Involvement of antioxidant defenses and nf-κb/erk signaling in anti-inflammatory effects of pterostilbene, a natural analogue of resveratrol

Pterostilbene (PTE), a natural stilbenoid occurring in grapes and berries, is recognized as a dimethylated analogue of resveratrol. This compound shows numerous notable pharmacological activities, including antiaging, anticancer, antidiabetes, antioxidant, and neuroprotection. This study investigates the anti-inflammatory properties of PTE in macrophage cells (RAW 264.7) against the lipoteichoic acid (LTA) stimulation. The expression of inflammatory tumor necrosis factor (TNF-α), interleukin-1β (IL-1 β), and inducible nitric oxide synthase (iNOS) and the content of nitric oxide (NO) were detected in LTA-induced cells. In addition, a Western blot assay was used to detect mitogen-activated protein kinases: extracellular signal-regulated kinase (ERK)1/2, p38 MAPK, and c-Jun N-terminal kinase (JNK). The phosphorylation of IκB and p65 and translocation of nuclear factor kappa B (NF-κB) were assessed by Western blot and immuno-fluorescence staining.

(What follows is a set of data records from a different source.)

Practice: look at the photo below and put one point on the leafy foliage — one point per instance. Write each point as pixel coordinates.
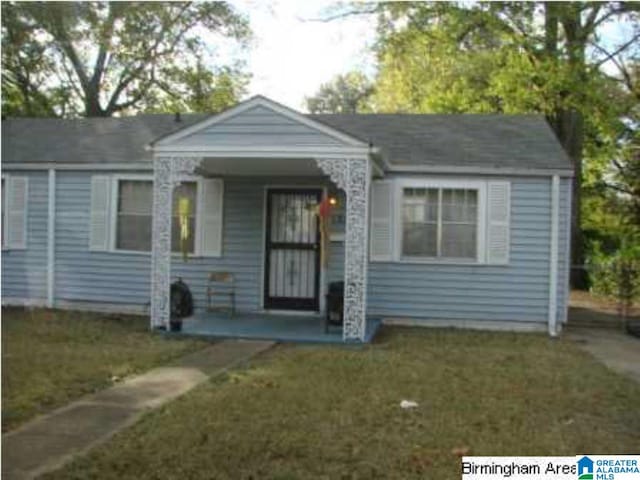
(510, 57)
(104, 58)
(347, 93)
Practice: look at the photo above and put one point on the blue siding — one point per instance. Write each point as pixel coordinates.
(24, 272)
(516, 292)
(259, 126)
(125, 277)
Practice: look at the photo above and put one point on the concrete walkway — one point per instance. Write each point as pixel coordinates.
(617, 350)
(50, 441)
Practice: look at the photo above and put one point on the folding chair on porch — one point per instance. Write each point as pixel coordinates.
(221, 284)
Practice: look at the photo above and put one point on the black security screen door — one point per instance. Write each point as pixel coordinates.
(292, 258)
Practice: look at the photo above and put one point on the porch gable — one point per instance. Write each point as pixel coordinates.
(257, 122)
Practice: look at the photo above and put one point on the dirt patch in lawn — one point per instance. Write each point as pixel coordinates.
(333, 412)
(50, 357)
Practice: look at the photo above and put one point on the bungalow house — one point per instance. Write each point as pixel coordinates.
(450, 220)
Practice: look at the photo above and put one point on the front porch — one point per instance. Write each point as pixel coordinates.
(267, 326)
(284, 262)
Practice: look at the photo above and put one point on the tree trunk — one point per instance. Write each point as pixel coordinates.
(569, 128)
(92, 106)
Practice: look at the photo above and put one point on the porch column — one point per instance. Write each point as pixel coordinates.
(353, 176)
(166, 175)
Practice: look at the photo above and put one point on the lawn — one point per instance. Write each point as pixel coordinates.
(333, 412)
(50, 357)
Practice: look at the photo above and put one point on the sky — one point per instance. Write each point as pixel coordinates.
(291, 55)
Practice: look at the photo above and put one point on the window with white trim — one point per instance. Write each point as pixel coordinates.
(134, 213)
(440, 223)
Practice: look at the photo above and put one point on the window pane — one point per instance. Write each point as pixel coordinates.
(184, 190)
(459, 223)
(133, 232)
(133, 226)
(459, 240)
(420, 222)
(420, 239)
(135, 197)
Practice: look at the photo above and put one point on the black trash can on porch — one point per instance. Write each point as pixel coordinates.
(335, 305)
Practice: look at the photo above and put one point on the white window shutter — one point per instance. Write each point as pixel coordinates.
(498, 217)
(381, 228)
(99, 214)
(17, 195)
(210, 216)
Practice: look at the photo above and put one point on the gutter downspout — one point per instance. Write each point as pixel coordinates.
(553, 256)
(51, 235)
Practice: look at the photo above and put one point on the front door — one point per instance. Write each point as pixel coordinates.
(292, 254)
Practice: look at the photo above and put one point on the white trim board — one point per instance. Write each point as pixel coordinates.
(553, 256)
(256, 101)
(51, 235)
(136, 166)
(473, 170)
(495, 325)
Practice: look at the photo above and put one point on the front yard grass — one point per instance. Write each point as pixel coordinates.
(333, 412)
(50, 357)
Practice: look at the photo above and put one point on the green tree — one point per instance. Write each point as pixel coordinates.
(516, 57)
(347, 93)
(199, 89)
(104, 58)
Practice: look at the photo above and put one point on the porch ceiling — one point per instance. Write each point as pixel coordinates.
(259, 166)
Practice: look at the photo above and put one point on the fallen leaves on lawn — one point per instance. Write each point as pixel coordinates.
(460, 451)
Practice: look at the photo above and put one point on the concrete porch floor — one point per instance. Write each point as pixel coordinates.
(269, 326)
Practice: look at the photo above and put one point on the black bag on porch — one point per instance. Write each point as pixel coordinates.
(181, 304)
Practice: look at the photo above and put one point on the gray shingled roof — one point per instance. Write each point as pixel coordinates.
(521, 141)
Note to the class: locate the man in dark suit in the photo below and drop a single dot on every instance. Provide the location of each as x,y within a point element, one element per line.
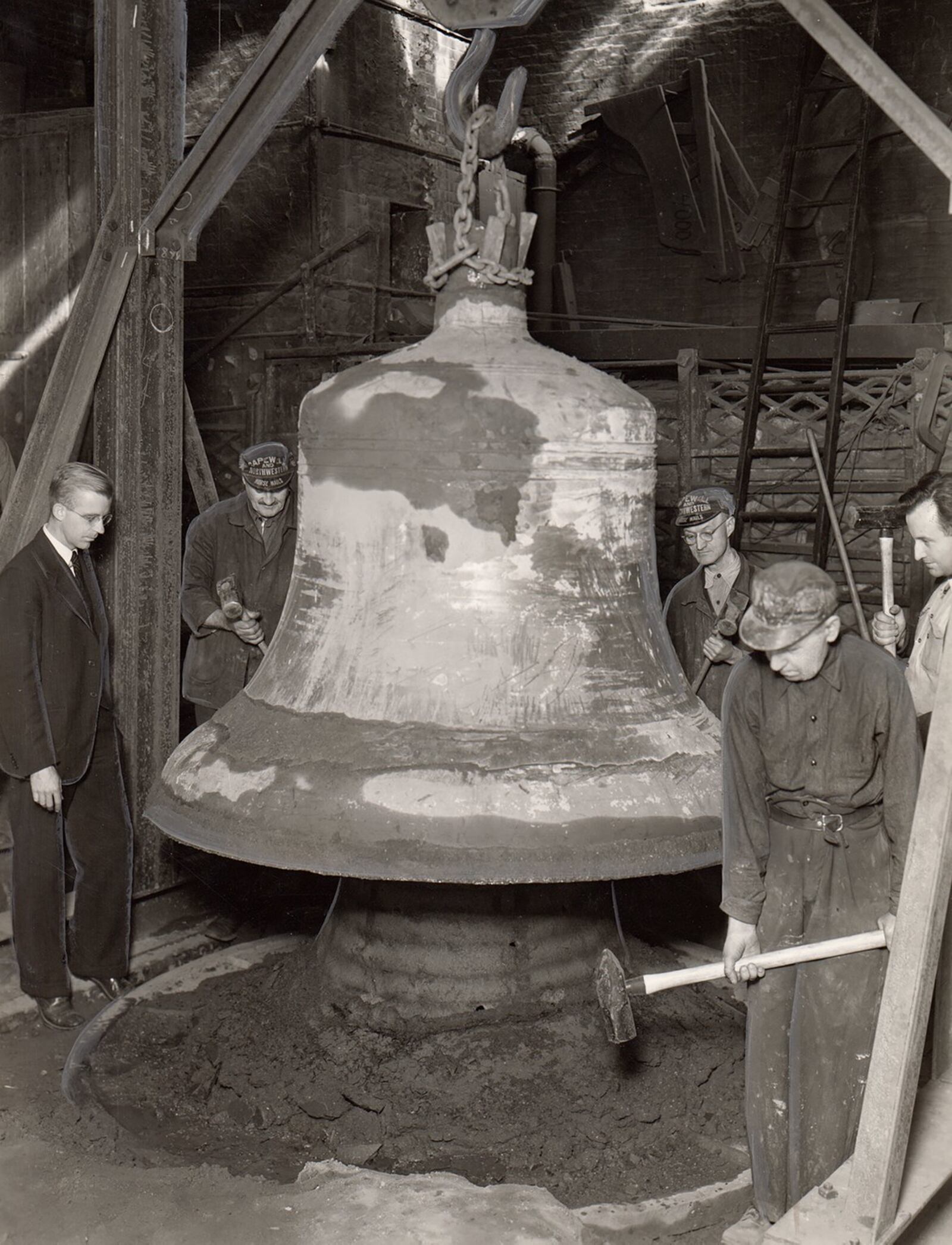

The results showed that PTE significantly attenuated NO production and TNF-α, IL-1 β, and iNOS expression in LTA stimulated cells. Among the activation of ERK, JNK, and p38 in cells treated with LTA, PTE at higher concentration had only inhibited ERK activation. However, PTE blocked IκB phosphorylation, phosphorylation and nuclear translocation of p65NF-κB. Fascinatingly, PTE enhanced antioxidant defense molecules as verified by the enhanced heme oxygenase-1 (HO-1) expression, catalase (CAT) antioxidant enzyme, and non-enzymatic antioxidant, and reduced glutathione (GSH) in LTA-induced RAW 264.7 cells. These results suggest that PTE exerts an anti-inflammatory property via attenuating NF-κB/ERK signaling pathways as well as enriching antioxidant defense mechanisms.